El miedo que emanaba del vampiro era casi tangible, una marea que amenazaba con ahogarla. Tulip ingresó a su habitación, sus pies descalzos resonando contra el piso de madera, no obstante, él no estaba allí. En el corto trayecto al baño de Paul, percibió que los otros tres se alarmaban también, al ser golpeados con la angustia de su hermano a través del vínculo.

—"¡Ya estoy yendo hacia él, no se preocupen, chicos!" —les aseguró telepáticamente, con la voz firme a pesar de su propio estado de preocupación, mientras avanzaba hacia el baño moviéndose a una velocidad sobrehumana sin darse cuenta, .

Empujó la puerta del baño con urgencia y lo encontró de pie con la mirada fija en la bañera llena de agua caliente.
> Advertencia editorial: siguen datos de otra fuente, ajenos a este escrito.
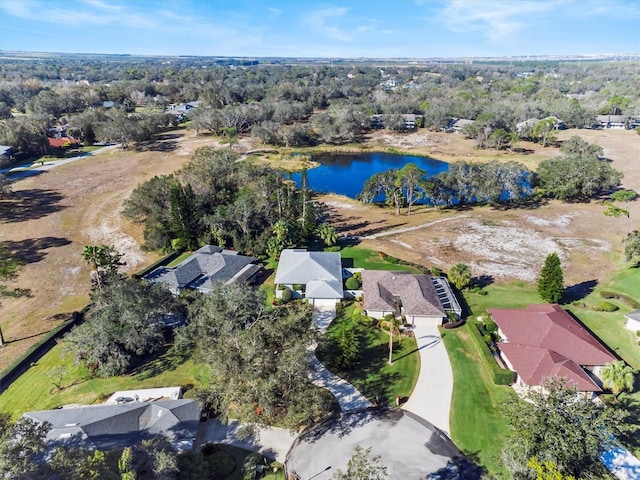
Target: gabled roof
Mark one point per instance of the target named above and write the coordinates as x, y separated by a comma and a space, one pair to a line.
110, 427
321, 272
416, 292
60, 142
534, 364
207, 265
562, 344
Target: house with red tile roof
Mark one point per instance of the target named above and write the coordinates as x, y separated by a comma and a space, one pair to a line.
544, 341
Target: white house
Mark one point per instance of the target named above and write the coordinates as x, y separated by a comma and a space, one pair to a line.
401, 293
315, 276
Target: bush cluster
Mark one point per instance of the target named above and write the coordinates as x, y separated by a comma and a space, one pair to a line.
499, 375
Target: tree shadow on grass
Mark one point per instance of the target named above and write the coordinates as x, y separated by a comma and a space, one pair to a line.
631, 405
156, 363
578, 291
32, 250
23, 205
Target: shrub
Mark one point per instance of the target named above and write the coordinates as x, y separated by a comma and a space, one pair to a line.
605, 307
287, 295
499, 375
352, 283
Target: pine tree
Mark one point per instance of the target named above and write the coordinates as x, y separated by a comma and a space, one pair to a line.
551, 281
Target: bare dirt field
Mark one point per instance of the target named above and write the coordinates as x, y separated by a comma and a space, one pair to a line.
51, 216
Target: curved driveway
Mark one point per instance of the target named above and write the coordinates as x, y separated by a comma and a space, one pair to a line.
431, 398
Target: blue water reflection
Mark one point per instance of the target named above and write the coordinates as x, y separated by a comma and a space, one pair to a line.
345, 173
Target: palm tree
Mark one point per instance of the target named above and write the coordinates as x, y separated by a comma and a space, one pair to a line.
93, 256
619, 377
101, 257
460, 275
394, 327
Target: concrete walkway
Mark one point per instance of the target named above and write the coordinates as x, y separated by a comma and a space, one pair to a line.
431, 398
271, 442
348, 396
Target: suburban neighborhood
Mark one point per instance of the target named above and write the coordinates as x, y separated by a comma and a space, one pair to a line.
251, 241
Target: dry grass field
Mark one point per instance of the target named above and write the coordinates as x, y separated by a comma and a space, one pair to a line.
51, 216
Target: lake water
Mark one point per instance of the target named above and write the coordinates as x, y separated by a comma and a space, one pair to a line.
345, 173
Su rostro estaba contorsionado en una mueca de absoluto terror, y sus labios temblaban mientras murmuraba cosas ininteligibles. Él no estaba viendo el objeto en sí, sino lo que representaba. Su respiración se había acelerado, y el resto de su cuerpo comenzaba a temblar. Estaba reviviendo el horror de como había muerto años atrás. Detalladamente, recordaba la sensación abrasadora del agua bendita mientras su cuerpo se deshacía como si hubiera caído en ácido. Sus ojos estaban vidriosos y su respiración cada vez más errática.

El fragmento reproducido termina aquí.